Maduro mantém confronto que exclui quase 50% dos venezuelanos, enquanto Cristina impõe reformas que poderão enfraquecer ainda mais a democracia argentina
O kirchnerismo e o chavismo têm vários pontos em comum. A Venezuela de Chávez socorreu financeiramente a Argentina dos Kirchner em momentos difíceis, e enviou recursos para a campanha de Cristina. O chavismo, com a morte do comandante, passa agora, guardadas as devidas proporções, pela situação que o kirchnerismo conheceu com a morte de Néstor. O futuro de ambos os movimentos é incerto, como o demonstra a apertadíssima — e sob vários aspectos suspeita — vitória do “filho de Chávez”, Nicolás Maduro, sobre o candidato das oposições venezuelanas, Henrique Capriles.
Na Argentina, a morte de Néstor, em 2010, destruiu o esquema de “sucessão matrimonial” pelo qual ele deveria suceder a Cristina. Diferentemente da Venezuela, onde Chávez logo aplicou o “kit bolivariano” para assegurar o direito à reeleição indefinida, o kirchnerismo ainda não obteve a emenda constitucional que garanta à presidente o terceiro mandato consecutivo. Mas também não desistiu da ideia.
O chavismo pode estar vivendo seu ocaso. Maduro não é Chávez , e os problemas econômicos e sociais da Venezuela são imensos. O kirchnerismo, por sua vez, não tem herdeiro aparente, e o governo autocentrado de Cristina leva a Argentina rumo ao isolamento, em meio a graves desequilíbrios econômicos e sociais, embora o PIB cresça por força da agroindústria.
Ambos são regimes acuados cuja reação é governar apenas para seus partidários.
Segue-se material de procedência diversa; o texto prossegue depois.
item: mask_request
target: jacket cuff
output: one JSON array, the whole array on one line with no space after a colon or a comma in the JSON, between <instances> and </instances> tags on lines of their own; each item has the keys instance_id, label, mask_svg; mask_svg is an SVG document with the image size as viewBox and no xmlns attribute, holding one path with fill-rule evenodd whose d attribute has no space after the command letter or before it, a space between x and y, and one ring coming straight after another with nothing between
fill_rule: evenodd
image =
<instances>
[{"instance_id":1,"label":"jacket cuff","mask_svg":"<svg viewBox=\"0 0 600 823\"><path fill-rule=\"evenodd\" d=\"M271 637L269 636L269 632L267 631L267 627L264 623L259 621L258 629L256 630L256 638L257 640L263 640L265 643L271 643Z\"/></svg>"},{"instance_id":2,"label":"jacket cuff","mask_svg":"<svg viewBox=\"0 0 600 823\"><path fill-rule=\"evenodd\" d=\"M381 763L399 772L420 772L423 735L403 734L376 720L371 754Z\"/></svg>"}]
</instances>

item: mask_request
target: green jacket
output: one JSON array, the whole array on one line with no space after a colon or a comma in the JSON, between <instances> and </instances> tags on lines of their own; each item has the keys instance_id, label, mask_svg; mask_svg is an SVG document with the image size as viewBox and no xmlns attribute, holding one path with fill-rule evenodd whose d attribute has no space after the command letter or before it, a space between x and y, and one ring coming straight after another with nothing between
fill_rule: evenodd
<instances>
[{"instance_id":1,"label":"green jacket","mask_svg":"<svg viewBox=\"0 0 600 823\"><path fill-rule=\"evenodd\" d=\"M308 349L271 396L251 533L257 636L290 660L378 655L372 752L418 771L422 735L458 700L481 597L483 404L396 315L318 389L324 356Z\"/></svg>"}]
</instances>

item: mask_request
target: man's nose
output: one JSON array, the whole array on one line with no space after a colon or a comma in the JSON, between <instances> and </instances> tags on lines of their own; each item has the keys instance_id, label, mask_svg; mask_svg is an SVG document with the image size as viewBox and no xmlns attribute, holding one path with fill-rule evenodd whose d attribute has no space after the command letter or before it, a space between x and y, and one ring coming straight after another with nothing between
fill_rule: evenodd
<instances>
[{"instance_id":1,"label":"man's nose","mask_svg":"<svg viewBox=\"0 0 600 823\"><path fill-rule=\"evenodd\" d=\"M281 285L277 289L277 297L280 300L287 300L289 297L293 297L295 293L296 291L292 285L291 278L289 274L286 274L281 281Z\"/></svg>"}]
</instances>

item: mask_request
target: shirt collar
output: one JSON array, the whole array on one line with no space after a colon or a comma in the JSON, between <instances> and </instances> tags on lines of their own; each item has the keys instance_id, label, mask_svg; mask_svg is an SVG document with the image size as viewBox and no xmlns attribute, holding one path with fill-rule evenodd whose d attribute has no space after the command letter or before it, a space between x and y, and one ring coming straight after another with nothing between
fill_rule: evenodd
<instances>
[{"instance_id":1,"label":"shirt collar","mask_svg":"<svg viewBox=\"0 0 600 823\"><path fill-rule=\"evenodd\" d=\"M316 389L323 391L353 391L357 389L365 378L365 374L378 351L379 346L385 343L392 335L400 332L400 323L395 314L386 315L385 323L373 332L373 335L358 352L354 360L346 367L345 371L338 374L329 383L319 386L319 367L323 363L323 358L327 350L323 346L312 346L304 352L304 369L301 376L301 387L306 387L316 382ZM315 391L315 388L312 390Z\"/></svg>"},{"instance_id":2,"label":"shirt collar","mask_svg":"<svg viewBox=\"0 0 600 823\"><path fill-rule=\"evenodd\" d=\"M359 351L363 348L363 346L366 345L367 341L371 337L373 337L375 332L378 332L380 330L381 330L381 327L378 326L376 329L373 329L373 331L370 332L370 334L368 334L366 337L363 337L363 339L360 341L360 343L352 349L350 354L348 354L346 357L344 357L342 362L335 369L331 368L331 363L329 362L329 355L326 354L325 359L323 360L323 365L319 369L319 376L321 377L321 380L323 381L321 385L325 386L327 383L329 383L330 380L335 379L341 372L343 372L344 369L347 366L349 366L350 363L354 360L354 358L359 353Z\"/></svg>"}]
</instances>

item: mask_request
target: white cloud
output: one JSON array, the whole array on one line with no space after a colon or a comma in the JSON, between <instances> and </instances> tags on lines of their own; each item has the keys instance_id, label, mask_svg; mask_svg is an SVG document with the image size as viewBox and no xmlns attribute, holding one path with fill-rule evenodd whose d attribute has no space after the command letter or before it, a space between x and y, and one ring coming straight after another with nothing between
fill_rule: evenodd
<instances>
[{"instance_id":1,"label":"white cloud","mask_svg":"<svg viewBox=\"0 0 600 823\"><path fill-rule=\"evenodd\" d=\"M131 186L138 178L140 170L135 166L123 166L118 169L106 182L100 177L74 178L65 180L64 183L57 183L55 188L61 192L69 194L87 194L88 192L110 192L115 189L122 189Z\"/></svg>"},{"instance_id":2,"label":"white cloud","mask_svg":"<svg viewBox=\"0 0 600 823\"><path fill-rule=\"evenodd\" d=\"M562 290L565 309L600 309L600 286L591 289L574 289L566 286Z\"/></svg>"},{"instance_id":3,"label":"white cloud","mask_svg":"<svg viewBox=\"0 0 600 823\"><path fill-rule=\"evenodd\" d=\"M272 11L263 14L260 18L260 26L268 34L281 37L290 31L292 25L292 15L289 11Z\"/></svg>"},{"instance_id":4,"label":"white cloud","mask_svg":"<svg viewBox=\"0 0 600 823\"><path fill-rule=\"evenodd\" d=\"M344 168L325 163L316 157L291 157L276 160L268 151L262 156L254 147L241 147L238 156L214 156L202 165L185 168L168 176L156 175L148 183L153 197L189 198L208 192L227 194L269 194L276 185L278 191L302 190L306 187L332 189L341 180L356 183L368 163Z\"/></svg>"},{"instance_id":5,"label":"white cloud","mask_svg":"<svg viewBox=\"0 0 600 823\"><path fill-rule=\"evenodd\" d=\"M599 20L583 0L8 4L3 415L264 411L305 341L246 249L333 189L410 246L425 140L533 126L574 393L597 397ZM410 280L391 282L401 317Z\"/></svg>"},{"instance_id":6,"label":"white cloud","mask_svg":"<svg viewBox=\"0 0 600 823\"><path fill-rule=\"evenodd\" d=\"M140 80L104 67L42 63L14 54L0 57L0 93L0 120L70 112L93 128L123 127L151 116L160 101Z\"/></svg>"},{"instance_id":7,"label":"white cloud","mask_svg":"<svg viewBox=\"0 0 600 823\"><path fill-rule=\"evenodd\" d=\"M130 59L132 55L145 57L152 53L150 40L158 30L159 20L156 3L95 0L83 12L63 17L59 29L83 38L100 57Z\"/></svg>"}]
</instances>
Algo gravíssimo na Venezuela, que saiu das eleições rachada ao meio. As primeiras declarações e medidas de Maduro mostram que ele opta pela exclusão dos quase 50% que votaram na oposição. Altos círculos chavistas planejam uma caça às bruxas no serviço público para excluir os suspeitos de terem votado em Capriles ou não terem demonstrado o esperado fervor chavista. A tática do confronto é temerária.
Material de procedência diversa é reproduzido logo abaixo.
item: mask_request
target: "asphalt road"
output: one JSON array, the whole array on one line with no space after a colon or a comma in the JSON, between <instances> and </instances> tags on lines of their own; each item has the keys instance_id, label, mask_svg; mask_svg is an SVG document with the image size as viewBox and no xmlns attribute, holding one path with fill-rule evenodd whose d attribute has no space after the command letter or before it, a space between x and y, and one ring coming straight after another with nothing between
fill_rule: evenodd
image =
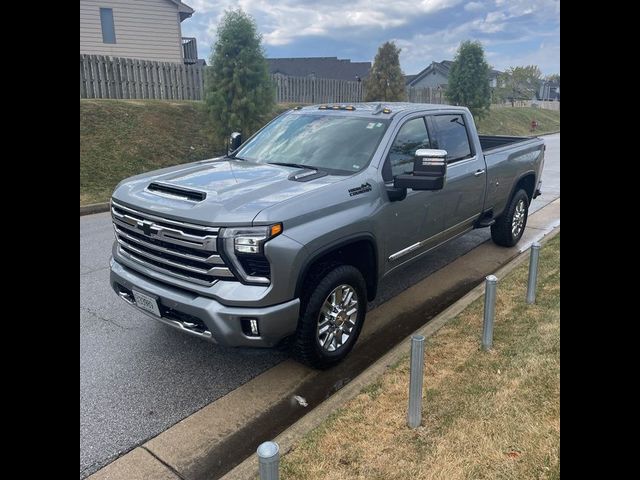
<instances>
[{"instance_id":1,"label":"asphalt road","mask_svg":"<svg viewBox=\"0 0 640 480\"><path fill-rule=\"evenodd\" d=\"M543 195L560 196L560 134L545 137ZM272 350L226 349L165 327L109 286L109 213L80 217L80 477L281 362ZM470 232L386 279L371 308L490 238Z\"/></svg>"}]
</instances>

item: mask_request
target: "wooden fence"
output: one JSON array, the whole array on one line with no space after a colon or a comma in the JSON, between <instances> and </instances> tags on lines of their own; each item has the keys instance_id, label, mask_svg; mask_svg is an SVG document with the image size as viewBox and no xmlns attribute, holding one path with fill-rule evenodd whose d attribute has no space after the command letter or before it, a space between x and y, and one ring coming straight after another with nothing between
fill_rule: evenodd
<instances>
[{"instance_id":1,"label":"wooden fence","mask_svg":"<svg viewBox=\"0 0 640 480\"><path fill-rule=\"evenodd\" d=\"M279 74L271 78L276 86L277 103L355 103L364 98L362 82Z\"/></svg>"},{"instance_id":2,"label":"wooden fence","mask_svg":"<svg viewBox=\"0 0 640 480\"><path fill-rule=\"evenodd\" d=\"M447 103L444 90L431 87L407 87L407 102L411 103Z\"/></svg>"},{"instance_id":3,"label":"wooden fence","mask_svg":"<svg viewBox=\"0 0 640 480\"><path fill-rule=\"evenodd\" d=\"M202 100L208 67L104 55L80 55L80 98ZM271 75L278 103L356 103L363 82ZM407 87L407 101L446 103L444 91Z\"/></svg>"},{"instance_id":4,"label":"wooden fence","mask_svg":"<svg viewBox=\"0 0 640 480\"><path fill-rule=\"evenodd\" d=\"M560 102L551 100L515 100L513 104L511 102L504 102L500 104L501 107L534 107L542 108L543 110L560 111Z\"/></svg>"},{"instance_id":5,"label":"wooden fence","mask_svg":"<svg viewBox=\"0 0 640 480\"><path fill-rule=\"evenodd\" d=\"M202 100L197 65L80 54L80 98Z\"/></svg>"},{"instance_id":6,"label":"wooden fence","mask_svg":"<svg viewBox=\"0 0 640 480\"><path fill-rule=\"evenodd\" d=\"M348 103L362 102L363 82L330 78L286 77L271 75L278 103ZM412 103L446 103L444 90L407 87L407 101Z\"/></svg>"}]
</instances>

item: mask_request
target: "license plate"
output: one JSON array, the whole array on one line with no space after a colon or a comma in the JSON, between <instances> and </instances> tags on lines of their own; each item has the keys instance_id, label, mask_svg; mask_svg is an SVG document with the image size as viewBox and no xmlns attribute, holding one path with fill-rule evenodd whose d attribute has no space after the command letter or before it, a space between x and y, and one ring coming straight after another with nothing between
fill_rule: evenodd
<instances>
[{"instance_id":1,"label":"license plate","mask_svg":"<svg viewBox=\"0 0 640 480\"><path fill-rule=\"evenodd\" d=\"M154 315L160 317L160 307L158 307L158 299L147 295L146 293L136 292L133 290L133 298L136 300L136 305L147 312L151 312Z\"/></svg>"}]
</instances>

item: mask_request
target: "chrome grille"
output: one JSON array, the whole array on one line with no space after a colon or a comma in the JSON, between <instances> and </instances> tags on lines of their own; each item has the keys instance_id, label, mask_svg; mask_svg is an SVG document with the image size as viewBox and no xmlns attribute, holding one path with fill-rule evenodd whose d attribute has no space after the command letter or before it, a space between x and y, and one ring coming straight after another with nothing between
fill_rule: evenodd
<instances>
[{"instance_id":1,"label":"chrome grille","mask_svg":"<svg viewBox=\"0 0 640 480\"><path fill-rule=\"evenodd\" d=\"M114 201L111 218L125 258L199 285L234 278L217 253L217 227L158 217Z\"/></svg>"}]
</instances>

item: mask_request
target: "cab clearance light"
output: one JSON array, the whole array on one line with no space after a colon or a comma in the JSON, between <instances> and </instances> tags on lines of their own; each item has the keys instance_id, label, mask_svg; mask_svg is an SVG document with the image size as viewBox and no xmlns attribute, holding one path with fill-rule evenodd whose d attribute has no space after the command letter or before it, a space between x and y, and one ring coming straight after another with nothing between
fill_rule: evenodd
<instances>
[{"instance_id":1,"label":"cab clearance light","mask_svg":"<svg viewBox=\"0 0 640 480\"><path fill-rule=\"evenodd\" d=\"M320 105L318 107L318 110L349 110L350 112L355 110L356 107L354 107L353 105ZM391 111L391 110L389 110ZM387 112L388 113L388 112Z\"/></svg>"}]
</instances>

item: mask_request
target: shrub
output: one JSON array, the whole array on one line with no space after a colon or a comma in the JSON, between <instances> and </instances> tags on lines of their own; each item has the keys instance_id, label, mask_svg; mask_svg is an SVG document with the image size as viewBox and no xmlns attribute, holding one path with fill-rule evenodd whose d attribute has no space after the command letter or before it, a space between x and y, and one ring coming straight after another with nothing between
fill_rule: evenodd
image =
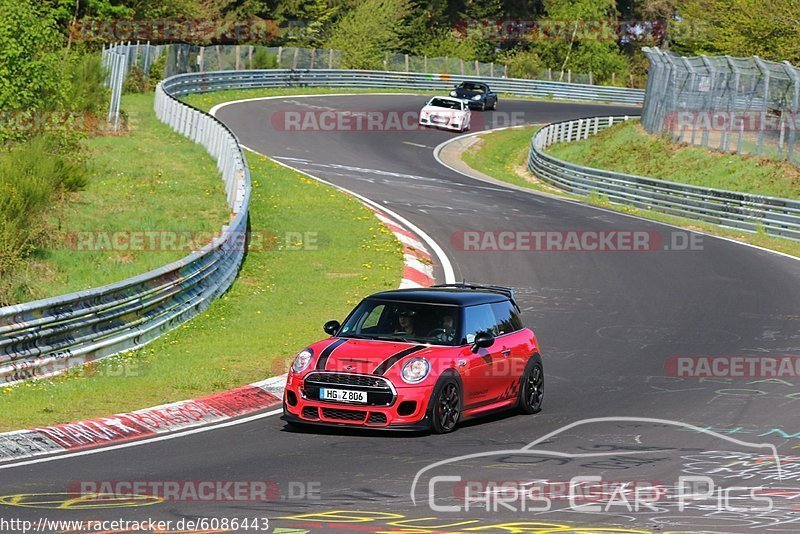
<instances>
[{"instance_id":1,"label":"shrub","mask_svg":"<svg viewBox=\"0 0 800 534\"><path fill-rule=\"evenodd\" d=\"M253 68L254 69L277 69L278 56L270 54L266 48L256 48L253 54Z\"/></svg>"},{"instance_id":2,"label":"shrub","mask_svg":"<svg viewBox=\"0 0 800 534\"><path fill-rule=\"evenodd\" d=\"M0 152L0 305L24 300L25 260L47 237L45 212L88 181L75 148L39 136Z\"/></svg>"}]
</instances>

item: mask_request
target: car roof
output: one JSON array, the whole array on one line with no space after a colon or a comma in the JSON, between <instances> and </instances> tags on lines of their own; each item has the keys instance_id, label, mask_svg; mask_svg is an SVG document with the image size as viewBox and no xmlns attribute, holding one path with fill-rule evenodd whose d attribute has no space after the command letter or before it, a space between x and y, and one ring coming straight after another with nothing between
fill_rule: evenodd
<instances>
[{"instance_id":1,"label":"car roof","mask_svg":"<svg viewBox=\"0 0 800 534\"><path fill-rule=\"evenodd\" d=\"M460 84L458 84L458 86L461 87L462 85L466 85L466 84L469 84L469 85L480 85L480 86L483 86L483 87L489 87L489 84L486 84L484 82L461 82Z\"/></svg>"},{"instance_id":2,"label":"car roof","mask_svg":"<svg viewBox=\"0 0 800 534\"><path fill-rule=\"evenodd\" d=\"M462 289L454 287L393 289L375 293L368 298L450 306L474 306L476 304L489 304L509 300L507 295L491 289Z\"/></svg>"}]
</instances>

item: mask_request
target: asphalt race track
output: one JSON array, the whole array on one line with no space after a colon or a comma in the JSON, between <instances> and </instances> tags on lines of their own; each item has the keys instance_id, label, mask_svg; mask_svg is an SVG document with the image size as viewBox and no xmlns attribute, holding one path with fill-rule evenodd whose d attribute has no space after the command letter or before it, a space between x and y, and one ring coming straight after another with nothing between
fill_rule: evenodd
<instances>
[{"instance_id":1,"label":"asphalt race track","mask_svg":"<svg viewBox=\"0 0 800 534\"><path fill-rule=\"evenodd\" d=\"M140 446L0 466L0 516L268 518L270 527L300 529L291 532L798 531L796 381L677 378L668 362L800 355L800 262L708 236L693 250L665 250L681 248L671 244L683 243L686 232L462 176L433 157L433 148L454 133L281 131L274 120L286 111L405 112L424 101L413 95L286 97L226 106L217 115L247 147L413 222L445 250L456 279L514 287L542 345L540 414L495 416L444 436L298 432L271 415ZM501 100L497 112L473 112L473 130L509 119L636 113ZM646 231L663 246L461 250L458 236L473 230ZM320 221L321 234L333 231ZM438 269L437 278L442 274ZM607 419L564 428L587 418ZM758 444L775 445L779 457ZM471 456L459 458L464 455ZM443 463L431 465L436 462ZM569 482L578 476L601 480L588 483L593 492L570 499ZM701 489L681 477L709 478ZM269 481L274 498L69 500L77 481L120 480ZM487 490L490 481L517 490ZM475 490L472 501L459 497L466 486ZM737 486L745 489L731 489ZM600 487L622 490L610 503L598 497ZM644 489L637 494L636 488ZM653 496L654 488L662 493Z\"/></svg>"}]
</instances>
O casal K nunca levou em conta críticas, opiniões e sugestões, o que se agravou com Cristina. A Argentina está atrasada na aplicação do “kit bolivariano”, e a presidente corre contra o tempo. Sua obsessão é aprovar uma reforma que politizará o Poder Judiciário, permitindo ao governo manipulá-lo. Os parlamentares deverão examinar hoje o projeto, e têm a imensa responsabilidade de manter a independência do Judiciário. É difícil, pois o governo tem maioria no Congresso. Se a reforma passar, Cristina terá mais poder para aplicar outro instrumento de inspiração chavista: a Lei de Meios, que visa a enfraquecer empresas de comunicação, como o Grupo Clarín, críticas do governo.
Na Venezuela, a liberdade de expressão foi praticamente suprimida, e as instituições desmontadas. Na Argentina, algumas instituições democráticas ainda resistem. Mas estão sob o cerco de um regime autoritário e populista que quer impor ao país um receituário chavista que agora se mostra claramente falido.